We believe these revisions address the reviewer's concerns and enhance the overall quality of our manuscript. Thank you for bringing this to our attention.

Page 6, lines 118-132: Subfraction CCBu 3 (530 mg) was subjected to Sephadex LH-20 column using MeOH/H₂O (1:10 to 100% MeOH) to collect compounds 7 (4.7 mg, 94.7%), 8 (2.8 mg, 92.5%), and 9 (1.5 mg, 92.1%).  Subfraction CCBu 8 (310 mg) was applied to Sephadex LH-20 column using MeOH/H₂O (2:10 to 100% MeOH) to obtain compound 1 (10.2 mg, 99.3%). Similarly, subfraction CCBu 25 (452 mg) and subfraction CCBu 31 (356 mg) subjected to Sephadex LH-20 column using MeOH/H₂O (3:10 to 100% MeOH) and further purified by preparative MPLC to yield compounds 2 (2.6 mg, 97.4%), 3 (5.8 mg, 94.6%), and 4 (4.7 mg, 91.3%) (Figure xx). Graveobioside A (5): yellowish powder; ¹H NMR (500 MHz, DMSO-d₆) δ 7.46 (d, J = 8.3 Hz, 1H), 7.43 (d, J = 2.3 Hz, 1H), 6.91 (d, J = 8.3 Hz, 1H), 6.77 (d, J = 2.1 Hz, 1H), 6.76 (s, 2H), 6.44 (d, J = 2.2 Hz, 1H), 5.36 (d, J = 1.3 Hz, 1H), 5.19 (d, J = 7.2 Hz, 1H), 3.18  ̶ 3.92 (m, 11H). ¹³C NMR (126 MHz, DMSO-d₆) δ 181.88, 164.44, 162.65, 161.15, 156.89, 149.89, 145.75, 121.36, 119.17, 115.96, 113.53, 108.68, 105.33, 103.16, 99.29, 98.01, 94.63, 79.27, 76.98, 76.73, 76.02, 75.66, 73.97, 69.75, 64.20, 60.50. The details are provided in Supplementary file.

 

5. The number 5 in Line 243:10 to the fifth power should be superscript.

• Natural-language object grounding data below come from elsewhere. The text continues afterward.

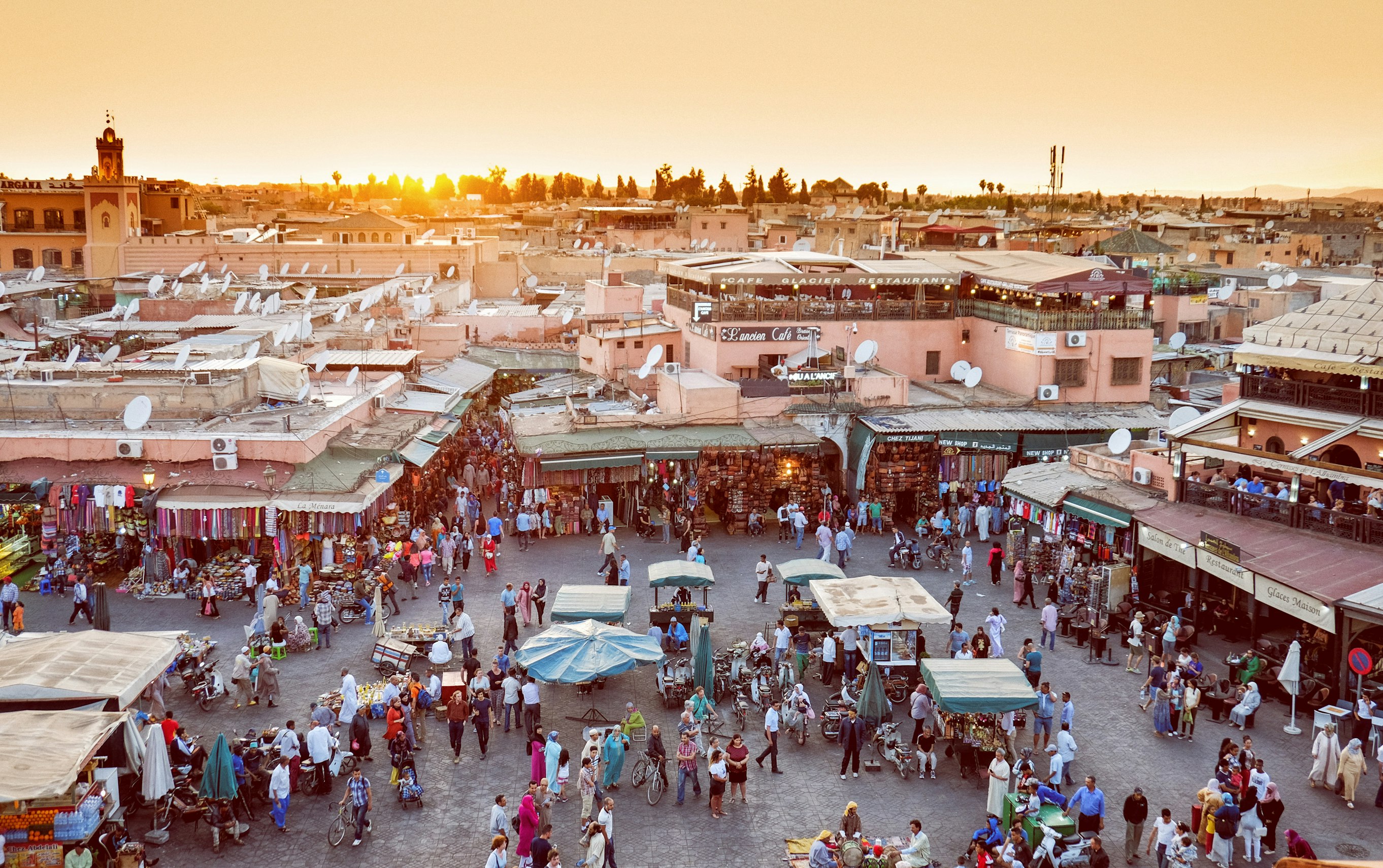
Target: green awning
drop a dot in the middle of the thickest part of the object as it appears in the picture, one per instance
(605, 603)
(585, 462)
(673, 455)
(1100, 513)
(982, 441)
(803, 570)
(990, 686)
(678, 574)
(418, 452)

-> Line 273: We have corrected the formatting of "10 to the fifth power" to be superscript, as suggested.

6. Line 255: "16.s" should be changed to "16s"

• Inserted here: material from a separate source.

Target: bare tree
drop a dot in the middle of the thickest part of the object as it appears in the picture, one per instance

-> Line 284: We have changed "16.s" to "16S" to adhere to proper scientific notation.

7. Figure 1E: The results of p-Foxo3 should be updated with an unblemished one.

-> Figure 1E: We have replaced the previous version of p-Foxo3 with the updated, unblemished version in Figure 1E as shown below.

 

8. The titles and significance labels of the bar chart's horizontal and vertical coordinates are too small.

-> Figure Titles and Labels: We have increased the size of the titles and significance labels on all figures, as you recommended.

Author Response File: Author Response.pdf

Round 2

Reviewer 2 Report

Comments and Suggestions for Authors

After revision, I think this manuscript is ready for acceptance. 

Author Response

Thank you for the review and kind reply.